Everard Phillips’ book, The Political Calypso: A Sociolinguistic Process of Conflict Transformation, published by Personal Power Unlimited (2009) recognises the calypso as a syncretic popular art form.
It shows how the art form, which has been influenced and adapted by the experiences of enslaved Africans in the diaspora, has been fused in the vortex of plantation society so that today the calypso engages simultaneously in inviting and reflecting social movement.
The book addresses aspects of the role of the language of calypsos that offer commentary on the social, political and/or economic issues within Trinidad and Tobago.
In doing so, it questions whether by offering such commentary, these calypsos generate social interaction and ultimately drive Trinidadians and Tobagonians to think about prevailing issues.
It suggests that through this process, audiences can gain understanding, derive meaning and construct their own knowledge of the prevailing pathological situations within their country.
The book draws from the fields of dialogue theory, alternative dispute resolution and cultural studies, while also making a significant addition to the field of legal anthropology.
Illuminating the key processes that underlie calypsonians, singers of calypso, as agents of non-governmental political action, the book recognises its formal and informal modes of dispute resolution and notes its use as a community conflict management mechanism.
The author uses American philosopher Kenneth Burkes’ notion of “language as symbolic action” to explore aspects of the capacity of the calypsonian who skilfully frames a collective identity through the adroit use of emotion, coupled with appropriate narrative, to engage the political transformation that inevitably, is usually accompanied by aspects of social conflict.

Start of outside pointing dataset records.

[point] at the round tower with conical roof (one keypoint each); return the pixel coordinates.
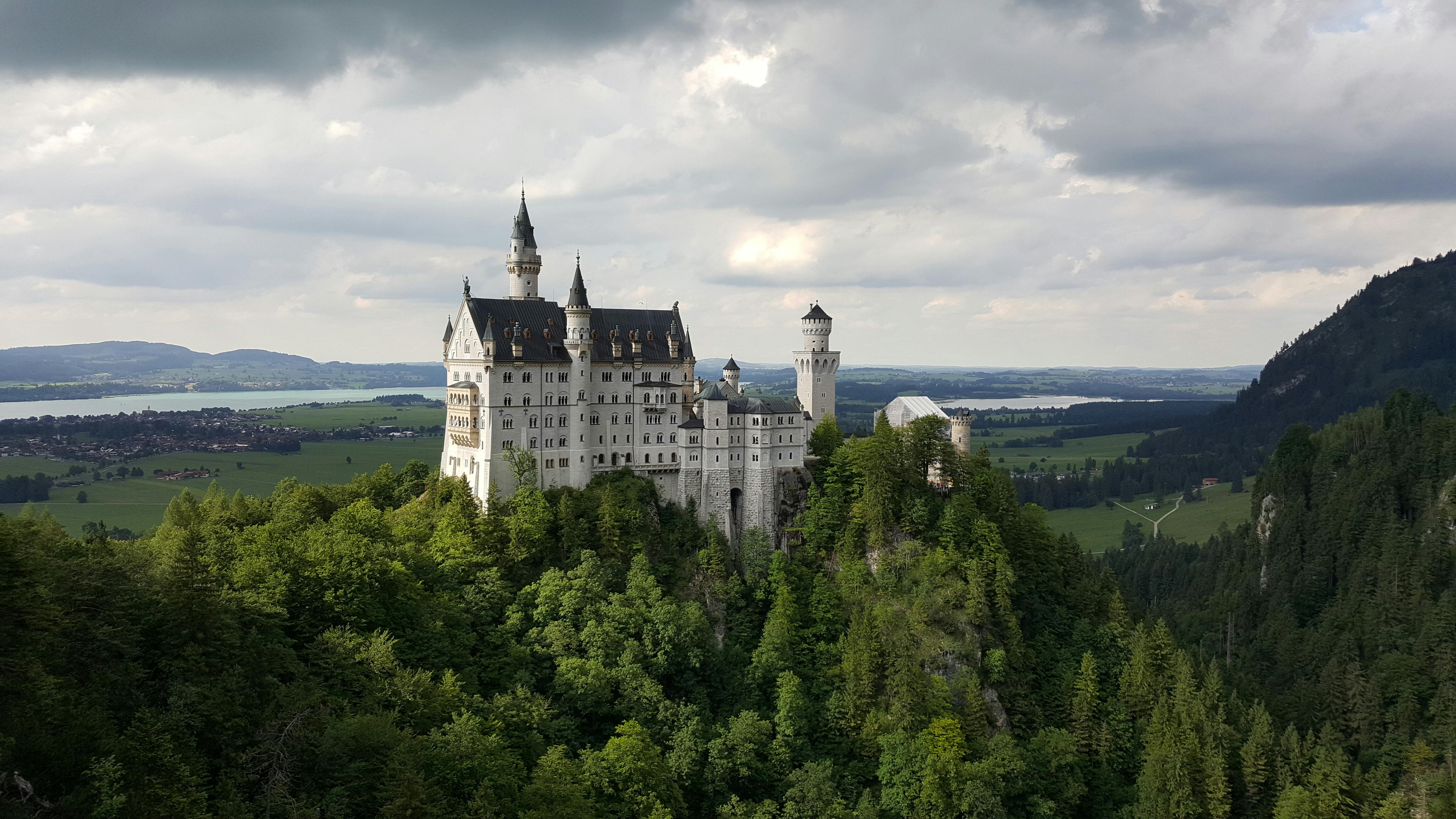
(816, 365)
(523, 264)
(579, 309)
(962, 432)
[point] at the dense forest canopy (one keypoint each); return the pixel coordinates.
(388, 649)
(1398, 333)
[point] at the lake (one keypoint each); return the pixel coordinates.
(1024, 403)
(177, 401)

Focusing on calypso music in this way, the book offers insights to how calypsos mediate the challenge for acknowledgement, equality and representation in Trinidad and Tobago. It brings to the fore the real meaning of American sociologist Charles Tilly’s statement: “Contentious conversations between challengers and powerholders.”
This approach is underpinned by the view that this type of calypso can animate public action.
The book goes on to address the question of whether audiences are better able to interpret their lived experiences, effect changes in their socio-economic and/or political behaviour and engage in a process of co-creation, managing their locally occurring conflicts.
In making out such a holistic case, the book illustrates the place of the caller, the word and the receiving audience. The reader is led by the author to note the deep and sustaining effect that the calypso deposits on the agents and agencies of conflicts in Trinidad and in the wider Caribbean.
* Curaçao artist Hellen Chirino-Roosberg reviewed The Political Calypso: A Sociolinguistic Process of Conflict Transformation, by Everard Phillips, at the recent Caribbean Studies Conference in Curaçao. Trinidad-born Phillips holds a PhD in dispute resolution from the London School of Economics.